Rio Tinto Group’s foray into Mozambique, which cost the world’s No. 2 mining company US$3 billion, has highlighted a lack of rail and port capacity that threatens to check a coal boom in the southeast African nation, reports Bloomberg. While finding coal in Mozambique has been a cinch, exporting it hasn’t. Rio’s plans have been stymied by the government’s refusal to allow it to barge coal down the Zambezi River because of its supposed un-navigability and by the cost of accessing or building rail lines to a port on the east coast. The bottlenecks may scupper Mozambique’s bid to become one of the world’s top five coking coal producers and expand a mining industry that currently accounts for less than 5% of gross domestic product.
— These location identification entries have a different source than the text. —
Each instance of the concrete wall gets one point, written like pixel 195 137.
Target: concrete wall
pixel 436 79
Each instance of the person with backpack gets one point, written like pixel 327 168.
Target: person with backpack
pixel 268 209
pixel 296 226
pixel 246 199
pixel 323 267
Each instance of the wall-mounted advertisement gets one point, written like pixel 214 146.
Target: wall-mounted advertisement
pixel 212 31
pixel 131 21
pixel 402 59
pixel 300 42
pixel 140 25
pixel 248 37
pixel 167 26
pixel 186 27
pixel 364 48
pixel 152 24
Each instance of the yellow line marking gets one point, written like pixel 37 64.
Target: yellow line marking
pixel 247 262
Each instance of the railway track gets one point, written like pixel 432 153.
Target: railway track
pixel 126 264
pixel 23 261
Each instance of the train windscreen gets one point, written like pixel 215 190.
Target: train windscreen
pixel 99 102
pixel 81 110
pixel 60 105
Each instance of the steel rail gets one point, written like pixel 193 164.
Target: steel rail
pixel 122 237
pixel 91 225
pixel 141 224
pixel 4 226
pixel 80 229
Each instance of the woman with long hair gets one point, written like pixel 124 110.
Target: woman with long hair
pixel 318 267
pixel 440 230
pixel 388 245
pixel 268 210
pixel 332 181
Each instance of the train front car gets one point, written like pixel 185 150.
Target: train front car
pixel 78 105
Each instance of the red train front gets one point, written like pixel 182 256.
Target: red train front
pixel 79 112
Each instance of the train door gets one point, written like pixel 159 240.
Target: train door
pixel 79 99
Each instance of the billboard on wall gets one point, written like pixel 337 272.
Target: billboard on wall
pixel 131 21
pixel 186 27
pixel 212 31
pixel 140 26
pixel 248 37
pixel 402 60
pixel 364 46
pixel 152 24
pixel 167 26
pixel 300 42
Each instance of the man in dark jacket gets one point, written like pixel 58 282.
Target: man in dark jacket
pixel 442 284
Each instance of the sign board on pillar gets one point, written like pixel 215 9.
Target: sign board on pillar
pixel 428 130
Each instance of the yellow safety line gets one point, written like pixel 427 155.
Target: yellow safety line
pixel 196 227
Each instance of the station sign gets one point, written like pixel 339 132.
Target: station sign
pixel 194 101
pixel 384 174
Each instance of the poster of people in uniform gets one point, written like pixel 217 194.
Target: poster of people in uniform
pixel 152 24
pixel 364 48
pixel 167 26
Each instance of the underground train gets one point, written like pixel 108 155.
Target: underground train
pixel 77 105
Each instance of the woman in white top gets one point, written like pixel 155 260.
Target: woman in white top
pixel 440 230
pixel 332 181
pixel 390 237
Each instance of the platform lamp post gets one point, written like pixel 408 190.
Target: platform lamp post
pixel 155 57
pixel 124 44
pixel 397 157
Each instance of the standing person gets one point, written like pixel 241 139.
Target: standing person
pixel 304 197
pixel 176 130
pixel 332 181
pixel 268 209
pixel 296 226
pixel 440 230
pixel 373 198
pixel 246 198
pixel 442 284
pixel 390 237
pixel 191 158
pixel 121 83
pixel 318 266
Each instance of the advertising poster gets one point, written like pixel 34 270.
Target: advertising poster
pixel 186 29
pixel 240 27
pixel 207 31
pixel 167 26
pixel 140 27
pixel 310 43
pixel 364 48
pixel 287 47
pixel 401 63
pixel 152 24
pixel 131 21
Mozambique, which is bigger in size than France, has a 2 470-kilometre coastline, three major ports - Nacala, Beira and Maputo - and 4 787kms of rail lines, according to the CIA World Factbook. Much of the transport system is in disrepair, a legacy of a 15-year-civil war that ended in 1992. Rival Vale SA is spending US$4.4bn on rail and port facilities in Mozambique to export coal from its Moatize mine, having exhausted existing capacity. The government wants Rio to partner with Vale in extending and upgrading a 912-km rail line from Tete through Malawi to the Nacala port. The line could add 11 million tonnes to coal shipping capacity by mid-2016 and is expected to reach full capacity of 18mt by 2017, according to the IMF. The IMF expects transport bottlenecks to ease as new rail capacity comes on line, and projects coal production will reach 9mt this year.